Say what you mean [33:70]

blog Apr 09, 2023

Here is today's reflection from the Quran:

"O you who believe! be God conscious and speak the right word." [Quran 33:70]

The verse from Sura Ahzab exhorts believers in particular to speak

"Qawlan Sadid", words that are truthful, just, appropriate. The term sadid comes from the word sadd which is a dam, a barrier. Just as the force of water needs to be tamed in order to be benefcial, similarly our words need to be disciplined in order to hit the mark.

The reward for such language in spelled out in the following verse where Allah says: that He may set your deeds aright for you, and forgive you your sins. [Quran 33:71]

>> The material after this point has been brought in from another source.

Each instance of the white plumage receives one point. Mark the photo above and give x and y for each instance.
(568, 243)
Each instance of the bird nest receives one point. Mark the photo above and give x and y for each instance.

The expression qawl sadid signifies, literally, "a saying that hits the mark", words that are truthful, relevant and to the point. It is speech that is upright and free from any corruption. It means speaking in a way such that the outward expression corresponds to the inward meaning of what we trying to say. This applies specially when we are giving testimonies or bearing witness to something but is also a widely applicable principle of communication.

How and when can we use this?

1) In our relationships: Very often even in our closest relationships, we do not mean what we say and say what we mean.

Relationships then get into trouble because instead of being truthful and clear, we hide behind self-protection, looking good or not wanting to 'rock the boat'. We don't say what we really want and then we hold it against the other person when they are unable to fathom what we really mean.

2) When giving feedback: when asked for our opinion, it is our moral duty to give honest feedback which is helpful. Such feedback is a gift to the other person as an opportunity to correct a course of action which may not be effective for them.

3) When relating events: human beings tend to confuse our own interpretations of events with the facts. It is a good idea to remember to separate facts from interpretations when telling others what happened.

I saw Ali at the mall, but we did not exchange greetings - is relating an event

Ali ignored me at the mall - is an interpretation - it suggests that he had an intention for what happened.

4) When asking for what we need/want: being assertive in communication means being forthright about your wants and needs, while still considering the rights, needs and wants of others. When you're assertive, you are self-assured and draw power from this to get your point across firmly, fairly and with empathy.

Can you recognize times and places in your own life where you could practice speaking "gawlan sadid"?